The Roadmap for Causal and Statistical Inference
1. Specify the research question, including the target population, exposure(s), outcome(s), time period, and context of interest.
▪ What do we want to learn from data that have been collected or will be collected? To whom do we want to apply the results?
2. Specify a causal model, such as a directed acyclic graph,10 to describe relationships between variables.
▪ Are there unmeasured confounders or time-dependent confounders? Are the outcomes missing or censored?
3. Define the causal parameter of interest with counterfactual outcomes.
▪ What hypothetical change to the causal model, even if impossible, would we make to generate counterfactuals and answer our research question? How do we want to summarize the distributions of counterfactual outcomes?

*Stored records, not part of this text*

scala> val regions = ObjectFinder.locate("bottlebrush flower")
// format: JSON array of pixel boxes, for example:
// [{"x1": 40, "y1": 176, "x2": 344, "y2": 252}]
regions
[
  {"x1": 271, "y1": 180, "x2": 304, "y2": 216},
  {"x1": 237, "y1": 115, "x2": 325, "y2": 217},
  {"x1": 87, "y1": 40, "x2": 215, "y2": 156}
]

4. Describe the observed data and the statistical model.
▪ What data did we or will we actually observe? Are there functional form assumptions or can the relationship between the outcome(s), exposure(s), and adjustment variables take any form?
5. Assess identifiability.
▪ What modifications can we make to reduce the causal gap?
6. Define the statistical parameter.
▪ What function of the observed data are we aiming to estimate?
7. Choose and implement a statistical estimator based on statistical properties; obtain 95% confidence intervals.
▪ What are the theoretical properties of potential estimators (e.g., robustness)? How do they perform in finite sample simulations according to objective criteria?
8. Conduct sensitivity analyses.
▪ What can existing evidence tell us about plausible magnitudes of the causal gap?
9. Interpret the results, accounting for the prior steps.
▪ Have we estimated an association or a causal effect? What are the real-world implications?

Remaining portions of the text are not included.